Every single time that Opportunity knocks in my life, I start to resist. I can't help myself. I don't want another straw on my back. I do not want to lose another chunk of time. I really don't want to tackle anything new right now. Oh, I have plenty of excuses.
No matter how much I grumble and mutter those excuses, God keeps nudging me toward the Opportunity.
Tonight, a businessman, who I've just come to know, asked me whether I'd help him develop his business. He complimented me on my communication skills on the phone. Alarms went off. I do NOT want to do phone work. I hate it these days. I do not have time for it.
But he's right. After 50+ years of office and corporate work, I have learned, the hard way, many skills, and phone communication is one. I declined his fishing efforts as gracefully as I could.

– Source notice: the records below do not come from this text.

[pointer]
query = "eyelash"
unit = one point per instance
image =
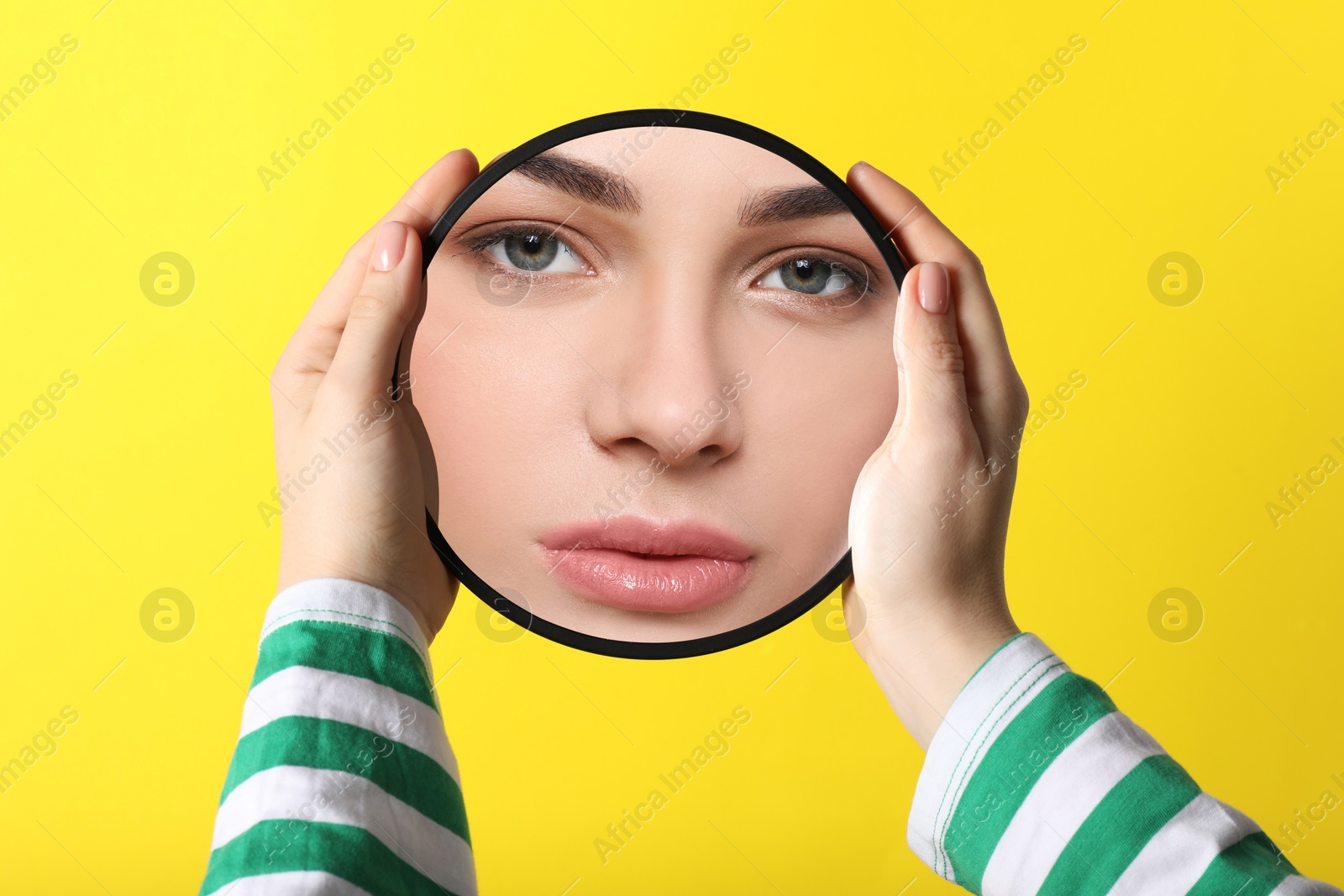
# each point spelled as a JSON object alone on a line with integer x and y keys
{"x": 479, "y": 244}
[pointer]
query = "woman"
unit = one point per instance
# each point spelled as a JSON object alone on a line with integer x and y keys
{"x": 343, "y": 781}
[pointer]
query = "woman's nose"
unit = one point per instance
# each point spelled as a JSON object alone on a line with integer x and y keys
{"x": 672, "y": 385}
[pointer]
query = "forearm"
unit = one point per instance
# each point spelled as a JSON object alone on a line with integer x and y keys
{"x": 343, "y": 770}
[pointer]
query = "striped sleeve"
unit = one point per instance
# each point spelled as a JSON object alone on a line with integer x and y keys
{"x": 343, "y": 781}
{"x": 1035, "y": 785}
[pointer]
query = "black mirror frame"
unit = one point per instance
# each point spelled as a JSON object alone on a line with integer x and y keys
{"x": 494, "y": 174}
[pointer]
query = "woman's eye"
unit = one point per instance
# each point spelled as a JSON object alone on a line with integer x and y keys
{"x": 535, "y": 254}
{"x": 811, "y": 275}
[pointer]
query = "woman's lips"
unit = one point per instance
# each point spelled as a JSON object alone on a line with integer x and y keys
{"x": 632, "y": 563}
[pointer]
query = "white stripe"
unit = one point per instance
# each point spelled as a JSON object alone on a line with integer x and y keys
{"x": 1061, "y": 799}
{"x": 346, "y": 600}
{"x": 292, "y": 794}
{"x": 992, "y": 699}
{"x": 309, "y": 883}
{"x": 302, "y": 691}
{"x": 1178, "y": 855}
{"x": 1299, "y": 886}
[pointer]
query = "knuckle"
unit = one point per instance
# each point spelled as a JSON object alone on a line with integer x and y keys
{"x": 945, "y": 356}
{"x": 367, "y": 305}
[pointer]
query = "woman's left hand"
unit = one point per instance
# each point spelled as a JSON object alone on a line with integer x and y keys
{"x": 929, "y": 517}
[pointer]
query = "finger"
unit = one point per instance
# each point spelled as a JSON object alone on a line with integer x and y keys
{"x": 313, "y": 344}
{"x": 994, "y": 387}
{"x": 929, "y": 354}
{"x": 378, "y": 316}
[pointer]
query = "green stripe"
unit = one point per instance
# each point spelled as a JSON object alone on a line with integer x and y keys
{"x": 1014, "y": 763}
{"x": 353, "y": 853}
{"x": 1120, "y": 826}
{"x": 320, "y": 743}
{"x": 1250, "y": 867}
{"x": 349, "y": 649}
{"x": 941, "y": 860}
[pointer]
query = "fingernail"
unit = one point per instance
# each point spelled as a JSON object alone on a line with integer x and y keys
{"x": 390, "y": 246}
{"x": 933, "y": 288}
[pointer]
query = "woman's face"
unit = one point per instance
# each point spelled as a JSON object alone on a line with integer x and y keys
{"x": 651, "y": 367}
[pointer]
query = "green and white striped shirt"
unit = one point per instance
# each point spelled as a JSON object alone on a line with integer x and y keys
{"x": 343, "y": 781}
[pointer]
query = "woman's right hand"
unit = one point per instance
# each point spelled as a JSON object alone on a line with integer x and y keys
{"x": 346, "y": 458}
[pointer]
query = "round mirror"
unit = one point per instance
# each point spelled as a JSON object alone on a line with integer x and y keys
{"x": 654, "y": 356}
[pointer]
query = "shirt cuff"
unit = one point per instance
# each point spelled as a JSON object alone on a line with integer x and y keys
{"x": 1003, "y": 685}
{"x": 346, "y": 600}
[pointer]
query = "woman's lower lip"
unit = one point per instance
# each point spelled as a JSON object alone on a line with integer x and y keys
{"x": 651, "y": 584}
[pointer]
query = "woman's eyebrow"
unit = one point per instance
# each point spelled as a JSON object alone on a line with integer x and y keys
{"x": 790, "y": 203}
{"x": 582, "y": 181}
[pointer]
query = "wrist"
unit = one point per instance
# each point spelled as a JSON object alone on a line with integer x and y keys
{"x": 924, "y": 660}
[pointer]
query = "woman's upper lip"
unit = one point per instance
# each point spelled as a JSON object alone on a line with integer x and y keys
{"x": 638, "y": 535}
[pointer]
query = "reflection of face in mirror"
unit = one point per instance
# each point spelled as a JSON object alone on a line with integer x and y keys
{"x": 651, "y": 367}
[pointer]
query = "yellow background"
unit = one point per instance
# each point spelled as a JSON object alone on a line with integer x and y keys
{"x": 1158, "y": 476}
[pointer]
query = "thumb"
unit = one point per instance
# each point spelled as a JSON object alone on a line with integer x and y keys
{"x": 931, "y": 360}
{"x": 380, "y": 315}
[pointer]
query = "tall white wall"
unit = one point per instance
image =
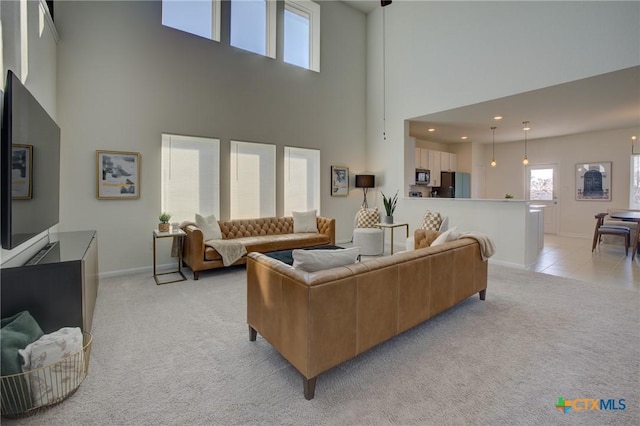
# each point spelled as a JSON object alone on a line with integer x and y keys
{"x": 124, "y": 79}
{"x": 443, "y": 55}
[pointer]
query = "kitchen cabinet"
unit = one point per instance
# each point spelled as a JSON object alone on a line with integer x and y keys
{"x": 434, "y": 167}
{"x": 422, "y": 158}
{"x": 436, "y": 162}
{"x": 448, "y": 162}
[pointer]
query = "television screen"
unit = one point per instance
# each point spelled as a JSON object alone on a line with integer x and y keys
{"x": 30, "y": 177}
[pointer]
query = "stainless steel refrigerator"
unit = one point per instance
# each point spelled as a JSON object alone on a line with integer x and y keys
{"x": 455, "y": 185}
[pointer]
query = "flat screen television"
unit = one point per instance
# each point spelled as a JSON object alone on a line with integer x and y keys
{"x": 30, "y": 166}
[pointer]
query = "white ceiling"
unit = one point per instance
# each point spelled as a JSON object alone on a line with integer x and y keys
{"x": 604, "y": 102}
{"x": 365, "y": 6}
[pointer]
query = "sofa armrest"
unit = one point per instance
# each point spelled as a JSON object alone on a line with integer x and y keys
{"x": 327, "y": 227}
{"x": 193, "y": 250}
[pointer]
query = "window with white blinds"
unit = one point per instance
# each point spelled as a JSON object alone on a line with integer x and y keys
{"x": 301, "y": 180}
{"x": 190, "y": 176}
{"x": 252, "y": 184}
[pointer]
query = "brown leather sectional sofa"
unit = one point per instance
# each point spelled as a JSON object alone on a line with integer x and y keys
{"x": 261, "y": 235}
{"x": 317, "y": 320}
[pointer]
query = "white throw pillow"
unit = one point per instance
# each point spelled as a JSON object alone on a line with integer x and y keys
{"x": 51, "y": 385}
{"x": 305, "y": 221}
{"x": 209, "y": 226}
{"x": 317, "y": 260}
{"x": 446, "y": 236}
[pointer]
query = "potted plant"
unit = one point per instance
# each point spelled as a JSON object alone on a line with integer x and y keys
{"x": 389, "y": 206}
{"x": 164, "y": 226}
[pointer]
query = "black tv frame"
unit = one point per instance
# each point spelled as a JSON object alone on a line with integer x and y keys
{"x": 30, "y": 125}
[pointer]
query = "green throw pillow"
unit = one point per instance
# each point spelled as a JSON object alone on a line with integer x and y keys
{"x": 16, "y": 332}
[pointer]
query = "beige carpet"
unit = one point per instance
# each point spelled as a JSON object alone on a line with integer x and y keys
{"x": 179, "y": 354}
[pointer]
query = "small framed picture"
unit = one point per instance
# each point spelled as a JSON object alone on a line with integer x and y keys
{"x": 593, "y": 181}
{"x": 117, "y": 175}
{"x": 339, "y": 181}
{"x": 21, "y": 171}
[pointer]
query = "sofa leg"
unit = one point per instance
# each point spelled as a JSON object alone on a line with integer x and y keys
{"x": 309, "y": 386}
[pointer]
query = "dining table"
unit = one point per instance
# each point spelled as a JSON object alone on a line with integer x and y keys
{"x": 630, "y": 216}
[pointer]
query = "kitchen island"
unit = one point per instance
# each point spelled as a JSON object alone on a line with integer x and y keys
{"x": 511, "y": 223}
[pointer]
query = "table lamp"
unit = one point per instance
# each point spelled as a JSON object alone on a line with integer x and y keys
{"x": 365, "y": 182}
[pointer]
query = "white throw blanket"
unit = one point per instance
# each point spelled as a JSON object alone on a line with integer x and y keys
{"x": 487, "y": 248}
{"x": 230, "y": 250}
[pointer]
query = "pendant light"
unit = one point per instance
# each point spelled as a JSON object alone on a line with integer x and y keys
{"x": 525, "y": 128}
{"x": 493, "y": 152}
{"x": 384, "y": 3}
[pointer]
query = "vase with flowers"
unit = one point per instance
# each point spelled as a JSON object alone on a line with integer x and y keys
{"x": 389, "y": 206}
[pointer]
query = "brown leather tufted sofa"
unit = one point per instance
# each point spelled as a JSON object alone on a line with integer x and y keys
{"x": 317, "y": 320}
{"x": 261, "y": 235}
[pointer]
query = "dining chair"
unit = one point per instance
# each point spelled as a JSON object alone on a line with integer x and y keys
{"x": 602, "y": 229}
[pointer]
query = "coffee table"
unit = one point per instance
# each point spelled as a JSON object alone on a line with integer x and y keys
{"x": 286, "y": 256}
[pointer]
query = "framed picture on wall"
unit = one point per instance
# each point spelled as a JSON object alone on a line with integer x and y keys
{"x": 117, "y": 175}
{"x": 21, "y": 171}
{"x": 593, "y": 181}
{"x": 339, "y": 181}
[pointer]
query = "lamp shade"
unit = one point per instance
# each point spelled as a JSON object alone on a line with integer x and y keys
{"x": 365, "y": 181}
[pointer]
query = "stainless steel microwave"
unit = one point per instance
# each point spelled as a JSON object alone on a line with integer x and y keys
{"x": 423, "y": 177}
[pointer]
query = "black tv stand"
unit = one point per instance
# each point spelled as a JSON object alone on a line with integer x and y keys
{"x": 60, "y": 287}
{"x": 41, "y": 254}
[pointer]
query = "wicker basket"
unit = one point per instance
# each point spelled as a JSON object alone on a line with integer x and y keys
{"x": 61, "y": 379}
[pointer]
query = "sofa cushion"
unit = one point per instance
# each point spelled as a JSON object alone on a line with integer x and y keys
{"x": 367, "y": 218}
{"x": 431, "y": 221}
{"x": 209, "y": 226}
{"x": 275, "y": 242}
{"x": 305, "y": 221}
{"x": 446, "y": 236}
{"x": 318, "y": 260}
{"x": 429, "y": 237}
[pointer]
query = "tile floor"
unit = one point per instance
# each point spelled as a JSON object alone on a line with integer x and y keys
{"x": 572, "y": 258}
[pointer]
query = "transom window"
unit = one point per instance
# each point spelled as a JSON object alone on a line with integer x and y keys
{"x": 253, "y": 26}
{"x": 302, "y": 34}
{"x": 198, "y": 17}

Knowing that God always pushes me harder when I resist, and I definitely did resist immediately, I took a moment to listen to what he hopes to accomplish. I suggested we start small and I'd help him place feelers out and I'd surf the competition and I'd somehow handle email and mail queries and he could deal with the most appropriate leads.
It just might work. At least, over the years, I have learned to stop shooting down ideas right at the top. I have learned to try to find other alternatives and other ways around what I consider roadblocks. Hopefully, I can help him and it might help me, some way or other.
Dear God, thank you for teaching me a little patience when you knock at my door with an Opportunity; please send me the grace and gifts of the Spirit, all that I need, to help this gentleman by using the skills you have led me to learn.